Un dernier tronçon
Le dernier tronçon du trek n’est ni le plus long, ni le plus dur mais un dénivelé de plus de 1 000 mètres nous rapproche peu à peu des cieux. Kyanjin Gompa est situé à 3870 mètres. Seulement 2h30 d’efforts devraient être nécessaires. Il est donc inutile de partir trop tôt ce matin. Cependant mes yeux s’ouvrent à 6h, habitués par le rythme des jours précédents. Les nuits au cours d’un trek sont à la fois courtes et longues. Un coucher se fait généralement vers 20h-21h et le lever environ 9h-10h plus tard. De quoi à priori reprendre des forces. Mais les nuits ne sont pas véritablement récupératrices car le sommeil profond de plusieurs heures peine à s’installer. Entre l’altitude, le froid, le bruit, le confort spartiate et les muscles qui lancent, pas facile de rejoindre Morphée très loin dans les songes.
A 6h je me précipite à l’extérieur afin de capter les premières lueurs du soleil, encore caché par des pics mais distribuant peu à peu sa magnifique lumière orangée sur les montagnes opposées. Le village se réveille, les chevaux jouent les curieux devant mon appareil photo, les hôtes s’attellent aux premières tâches, dont la préparation des petits déjeuners des trekkeurs.

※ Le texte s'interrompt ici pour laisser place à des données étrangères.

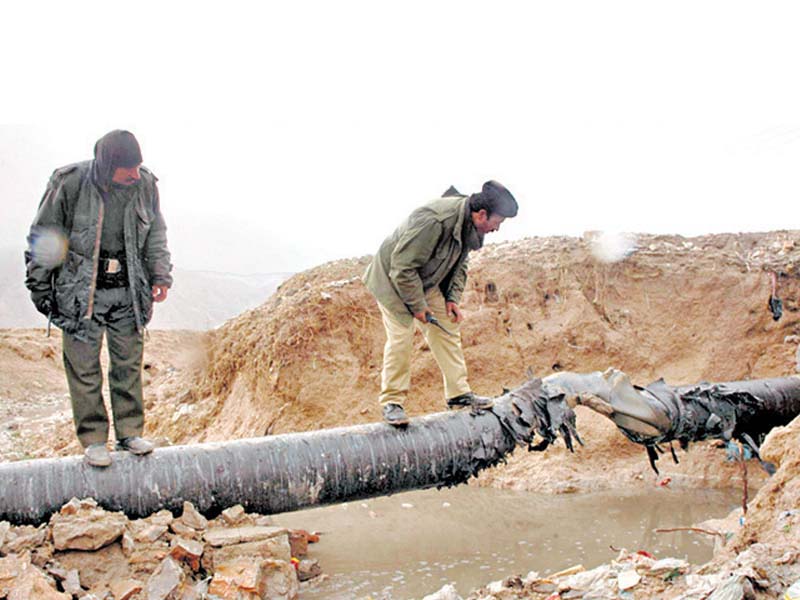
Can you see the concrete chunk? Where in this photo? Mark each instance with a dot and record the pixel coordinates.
(237, 535)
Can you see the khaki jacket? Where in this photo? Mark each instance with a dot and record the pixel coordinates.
(429, 249)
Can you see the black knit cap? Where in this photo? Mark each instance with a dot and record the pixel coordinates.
(495, 198)
(115, 149)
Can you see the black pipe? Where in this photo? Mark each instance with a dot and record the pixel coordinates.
(659, 413)
(288, 472)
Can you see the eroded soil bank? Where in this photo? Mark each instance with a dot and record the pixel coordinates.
(686, 309)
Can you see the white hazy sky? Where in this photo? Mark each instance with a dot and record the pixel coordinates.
(288, 134)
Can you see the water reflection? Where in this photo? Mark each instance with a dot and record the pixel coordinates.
(410, 545)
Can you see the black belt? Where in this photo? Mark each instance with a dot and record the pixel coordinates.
(111, 273)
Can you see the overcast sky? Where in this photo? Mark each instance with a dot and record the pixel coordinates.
(288, 134)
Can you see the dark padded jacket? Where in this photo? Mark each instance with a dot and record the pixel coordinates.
(73, 206)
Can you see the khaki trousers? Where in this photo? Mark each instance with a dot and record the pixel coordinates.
(114, 317)
(446, 349)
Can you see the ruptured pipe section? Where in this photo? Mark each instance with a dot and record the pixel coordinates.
(289, 472)
(659, 413)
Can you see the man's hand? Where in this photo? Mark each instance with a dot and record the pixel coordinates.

Malgré deux premières journées bien riches en efforts physiques nos jambes se sentent bien en ce début de marche. Nous sommes toujours accompagnés de notre porteur jusqu’à ce soir. Le parcours est plaisant et le chemin se fait avare en montées abruptes, pour notre plus grand soulagement. Progressivement, la vallée s’élargit et les montagnes enneigées se révèlent davantage et deviennent le principal élément de décor.
Un décor de carte postale
Après 2h30 de marche nous arrivons au bout du trek, à 3870 mètres d’altitude, au village de Kyanjin Gompa. Un village qui paraît perdu parmi les immenses montagnes voisines et enneigées. Le dépaysement est total, le paysage somptueux. Difficile de croire que des familles habitent ici, où les hivers rugueux font chuter la température bien en-dessous de 0°. Des habitants coupés du monde, au milieu de pics enneigés et de glaciers. Un monde à part, où le temps n’a pas la même valeur qu’en Occident et où les conditions de vie sont rudes, régies par le froid et l’isolement.
Les effets du tourisme
La situation exceptionnelle du village dans un environnement naturel d’une beauté unique a du mal à masquer une perte d’identité avec l’avènement du tourisme. Ici, les toits sont colorés, pas par tradition mais pour attirer les voyageurs et sortir du lot dans la concurrence que se livrent les lodges. Des habitants attendent d’ailleurs les marcheurs, aux portes du village, afin de les convaincre de les suivre. L’argent des touristes a considérablement changé les choses en peu de temps. Même les très jeunes enfants se laissent perdre par ce système et réclament avec le visage fermé et sévère du chocolat contre une photo. Il en va ainsi dans beaucoup d’endroits sur terre où le tourisme offre à la fois une aide précieuse mais peut changer les comportements et certaines relations humaines, dépassées par la puissance de l’argent et de ses vices. A près de 4 000 mètres d’altitude, nous avons l’impression que tout est ici question de business. Les seuls « Namaste » (« Bonjour ») qui nous sont adressés ont pour but d’engager la conversation et de nous proposer ensuite une prestation.
Des conditions spartiates
Nous projetons de rester dans ce village durant trois nuits. De quoi s’immerger dans le quotidien des locaux, notamment avec l’exercice difficile de la lessive, assis sur un minuscule support en bois de 15 cm de hauteur, à frotter notre linge avec une eau gelée venant tout droit des montagnes. Autre épreuve, la douche. Les villages le long du trek proposent tous l’eau chaude… à condition que le soleil ait apporté la lumière suffisante pour chauffer les panneaux solaires qui sont reliés à une réserve d’eau. Il faut également veiller à ne pas être le dixième à y aller sous peine de ne plus avoir d’eau chaude. Les douches sont généralement à l’extérieur et les ouvertures béantes de la porte laissent entrer le froid glacial. Mais ne faisons pas la fine bouche, il y a quelques années en arrière, les conditions devaient sûrement être beaucoup plus spartiates pour les randonneurs.
Dans l’après-midi nous cédons à l’appel des réputés Apple Pie, tourtes aux pommes de la boulangerie principale du village, dans laquelle nous finissons la journée, chauffés faiblement par un poêle à bois, et discutant avec d’autres trekkeurs nous divulguant des conseils avisés pour les treks des prochains jours.